Gli scavi archeologici di Carlappiano (Piombino) e Vetricella (Scarlino) sono documentati integralmente utilizzando tecniche di rilievo tridimensionale Image-based. L’utilizzo di modelli tridimensionali come forma di documentazione garantisce un’elevata precisione nella registrazione delle informazioni geometriche e dei colori delle unità stratigrafiche. I modelli tridimensionali realizzati confluiscono in una piattaforma 3DGIS, in grado di gestire e analizzare la stratigrafia nelle tre dimensioni.

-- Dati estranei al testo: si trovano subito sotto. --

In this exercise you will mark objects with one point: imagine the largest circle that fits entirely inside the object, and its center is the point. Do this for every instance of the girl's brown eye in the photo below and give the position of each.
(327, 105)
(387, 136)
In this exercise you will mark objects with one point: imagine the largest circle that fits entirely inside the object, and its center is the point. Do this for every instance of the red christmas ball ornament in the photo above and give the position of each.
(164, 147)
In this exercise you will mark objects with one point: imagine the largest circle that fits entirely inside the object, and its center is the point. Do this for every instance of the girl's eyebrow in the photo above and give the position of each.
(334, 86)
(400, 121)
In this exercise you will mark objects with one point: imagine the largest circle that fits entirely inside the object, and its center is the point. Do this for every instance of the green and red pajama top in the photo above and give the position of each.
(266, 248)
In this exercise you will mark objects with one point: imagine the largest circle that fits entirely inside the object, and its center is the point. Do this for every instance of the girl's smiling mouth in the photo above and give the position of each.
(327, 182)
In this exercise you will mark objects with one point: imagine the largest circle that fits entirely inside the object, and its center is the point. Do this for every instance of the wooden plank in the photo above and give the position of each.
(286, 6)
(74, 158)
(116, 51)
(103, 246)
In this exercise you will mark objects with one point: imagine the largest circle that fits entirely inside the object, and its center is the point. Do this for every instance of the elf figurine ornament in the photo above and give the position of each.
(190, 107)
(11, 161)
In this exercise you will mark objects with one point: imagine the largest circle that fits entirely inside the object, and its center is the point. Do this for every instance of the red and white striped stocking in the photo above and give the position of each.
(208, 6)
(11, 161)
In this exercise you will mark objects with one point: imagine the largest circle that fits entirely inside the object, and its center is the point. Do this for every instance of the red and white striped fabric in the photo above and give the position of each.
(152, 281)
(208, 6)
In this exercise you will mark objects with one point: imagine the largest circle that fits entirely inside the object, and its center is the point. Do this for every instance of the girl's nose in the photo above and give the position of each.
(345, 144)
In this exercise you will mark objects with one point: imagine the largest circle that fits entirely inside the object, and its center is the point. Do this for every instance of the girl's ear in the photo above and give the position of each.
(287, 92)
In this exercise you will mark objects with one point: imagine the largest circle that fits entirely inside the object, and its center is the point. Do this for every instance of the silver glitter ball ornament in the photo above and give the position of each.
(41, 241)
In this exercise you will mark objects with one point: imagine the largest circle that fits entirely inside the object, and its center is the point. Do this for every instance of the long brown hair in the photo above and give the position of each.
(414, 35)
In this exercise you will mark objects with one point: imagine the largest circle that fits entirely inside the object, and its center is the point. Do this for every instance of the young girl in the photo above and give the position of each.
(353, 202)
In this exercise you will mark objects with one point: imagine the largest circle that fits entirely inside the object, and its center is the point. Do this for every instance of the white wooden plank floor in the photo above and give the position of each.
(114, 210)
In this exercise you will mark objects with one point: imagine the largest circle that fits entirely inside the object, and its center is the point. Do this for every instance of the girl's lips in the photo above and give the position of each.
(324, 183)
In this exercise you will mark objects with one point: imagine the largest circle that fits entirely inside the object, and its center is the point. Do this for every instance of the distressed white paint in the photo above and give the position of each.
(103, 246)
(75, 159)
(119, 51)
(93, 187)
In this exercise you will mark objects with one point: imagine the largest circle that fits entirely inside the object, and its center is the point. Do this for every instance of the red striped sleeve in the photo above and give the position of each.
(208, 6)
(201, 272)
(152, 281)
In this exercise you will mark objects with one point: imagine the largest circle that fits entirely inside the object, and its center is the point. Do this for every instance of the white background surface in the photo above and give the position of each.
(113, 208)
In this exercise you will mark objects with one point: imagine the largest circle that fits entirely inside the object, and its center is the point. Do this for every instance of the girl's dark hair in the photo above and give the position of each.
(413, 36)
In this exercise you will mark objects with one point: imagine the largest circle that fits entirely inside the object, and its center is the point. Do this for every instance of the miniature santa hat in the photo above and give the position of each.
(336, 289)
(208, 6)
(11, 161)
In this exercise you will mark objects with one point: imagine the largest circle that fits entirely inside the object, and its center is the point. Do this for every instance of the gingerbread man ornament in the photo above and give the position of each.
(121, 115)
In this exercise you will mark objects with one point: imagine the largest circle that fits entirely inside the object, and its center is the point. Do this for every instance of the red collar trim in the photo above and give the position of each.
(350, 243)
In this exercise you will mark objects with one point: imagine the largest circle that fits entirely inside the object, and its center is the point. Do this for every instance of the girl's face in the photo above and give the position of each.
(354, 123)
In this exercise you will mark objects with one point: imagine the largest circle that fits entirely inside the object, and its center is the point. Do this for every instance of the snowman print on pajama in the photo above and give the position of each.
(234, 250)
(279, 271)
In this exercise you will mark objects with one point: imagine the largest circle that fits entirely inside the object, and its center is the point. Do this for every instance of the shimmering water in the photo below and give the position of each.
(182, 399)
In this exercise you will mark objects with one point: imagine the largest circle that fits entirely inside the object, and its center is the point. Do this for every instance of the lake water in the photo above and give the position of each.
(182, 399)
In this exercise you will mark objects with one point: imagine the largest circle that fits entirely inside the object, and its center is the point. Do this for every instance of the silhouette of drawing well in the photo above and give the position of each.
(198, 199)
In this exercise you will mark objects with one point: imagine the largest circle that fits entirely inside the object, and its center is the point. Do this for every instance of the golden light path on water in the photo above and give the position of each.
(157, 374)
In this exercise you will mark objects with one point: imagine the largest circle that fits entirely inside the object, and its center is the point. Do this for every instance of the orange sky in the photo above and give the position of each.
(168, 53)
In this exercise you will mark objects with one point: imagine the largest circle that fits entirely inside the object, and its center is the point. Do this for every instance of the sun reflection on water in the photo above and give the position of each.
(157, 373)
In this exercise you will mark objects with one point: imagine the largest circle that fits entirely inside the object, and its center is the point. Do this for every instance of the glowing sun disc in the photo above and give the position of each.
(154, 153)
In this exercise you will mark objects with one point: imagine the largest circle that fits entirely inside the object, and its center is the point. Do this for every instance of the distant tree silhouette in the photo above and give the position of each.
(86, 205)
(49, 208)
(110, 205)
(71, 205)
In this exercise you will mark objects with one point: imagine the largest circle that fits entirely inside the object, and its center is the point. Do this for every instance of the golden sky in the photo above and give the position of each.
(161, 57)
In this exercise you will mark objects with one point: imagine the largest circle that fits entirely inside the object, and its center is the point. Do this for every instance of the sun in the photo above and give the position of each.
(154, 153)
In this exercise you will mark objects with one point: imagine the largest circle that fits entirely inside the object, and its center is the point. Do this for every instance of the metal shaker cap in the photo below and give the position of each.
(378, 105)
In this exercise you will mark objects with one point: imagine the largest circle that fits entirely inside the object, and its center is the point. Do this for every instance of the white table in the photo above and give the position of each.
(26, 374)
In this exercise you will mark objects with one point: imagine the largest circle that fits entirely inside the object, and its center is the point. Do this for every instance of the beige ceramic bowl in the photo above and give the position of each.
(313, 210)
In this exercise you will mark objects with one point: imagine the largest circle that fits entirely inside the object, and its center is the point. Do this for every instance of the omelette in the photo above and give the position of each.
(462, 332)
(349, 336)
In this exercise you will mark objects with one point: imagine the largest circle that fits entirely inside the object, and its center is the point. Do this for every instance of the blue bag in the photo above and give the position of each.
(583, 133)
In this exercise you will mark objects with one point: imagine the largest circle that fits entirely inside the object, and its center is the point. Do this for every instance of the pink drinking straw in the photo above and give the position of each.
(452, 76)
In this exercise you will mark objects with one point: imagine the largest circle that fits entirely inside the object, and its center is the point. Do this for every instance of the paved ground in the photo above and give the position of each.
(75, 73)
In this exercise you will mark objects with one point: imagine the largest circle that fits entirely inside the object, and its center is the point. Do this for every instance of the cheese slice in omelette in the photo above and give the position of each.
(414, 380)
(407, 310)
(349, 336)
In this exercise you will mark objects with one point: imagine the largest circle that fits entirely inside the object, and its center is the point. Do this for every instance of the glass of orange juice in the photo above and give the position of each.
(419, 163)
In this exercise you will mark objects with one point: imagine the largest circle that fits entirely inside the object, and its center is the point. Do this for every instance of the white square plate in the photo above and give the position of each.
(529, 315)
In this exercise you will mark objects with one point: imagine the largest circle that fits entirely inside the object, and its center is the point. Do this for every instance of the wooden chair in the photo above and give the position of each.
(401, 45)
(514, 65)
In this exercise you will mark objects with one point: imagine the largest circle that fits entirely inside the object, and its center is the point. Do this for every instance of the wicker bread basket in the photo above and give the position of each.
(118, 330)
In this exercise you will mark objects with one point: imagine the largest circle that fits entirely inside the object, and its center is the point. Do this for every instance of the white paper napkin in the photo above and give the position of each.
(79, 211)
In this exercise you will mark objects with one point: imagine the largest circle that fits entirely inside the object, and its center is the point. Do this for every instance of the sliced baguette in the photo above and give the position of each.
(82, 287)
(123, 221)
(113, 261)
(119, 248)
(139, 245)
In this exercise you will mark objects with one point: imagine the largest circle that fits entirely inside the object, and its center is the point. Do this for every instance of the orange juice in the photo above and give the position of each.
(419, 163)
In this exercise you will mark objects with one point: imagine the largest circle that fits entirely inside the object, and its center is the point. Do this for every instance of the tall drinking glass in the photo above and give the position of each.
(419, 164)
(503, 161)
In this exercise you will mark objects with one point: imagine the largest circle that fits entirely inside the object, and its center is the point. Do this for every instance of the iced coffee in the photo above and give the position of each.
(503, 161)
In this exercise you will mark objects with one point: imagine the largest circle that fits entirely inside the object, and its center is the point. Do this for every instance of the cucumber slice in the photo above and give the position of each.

Per ogni unità stratigrafica sono previsti i seguenti step operativi:

  • acquisizione fotografica: durante questa fase ogni contesto viene fotografato da terra secondo opportune regole;
  • elaborazione sul campo: le fotografie vengono elaborate da un software specifico direttamente sul campo, attraverso l’utilizzo di un notebook. Il risultato di queste operazioni è la creazione di un modello 3D ad alta risoluzione provvisto di texture con le informazioni sul colore (Fig.1);
  • georeferenziazione: quattro marker sono misurati con l’ausilio della stazione totale e queste coordinate sono utilizzate per georeferenziare il modello tridimensionale. Sul modello tridimensionale, grazie a punti di controllo aggiuntivi, vengono delineati i limiti delle unità stratigrafiche.

La sistematica documentazione di tutte le unità stratigrafiche degli scavi è sostenibile grazie all’impiego di una forma di alimentazione elettrica. Nello specifico utilizziamo una batteria da auto collegata ad un inverter, in grado di erogare fino a 300W, garantendo un’autonomia sul campo di circa 6 ore.

(Fig.1) Rilievo tridimensionale dell’Area 2000 di Carlappiano

La strumentazione sul campo: stazione totale, macchina fotografica, notebook e gruppo di alimentazione.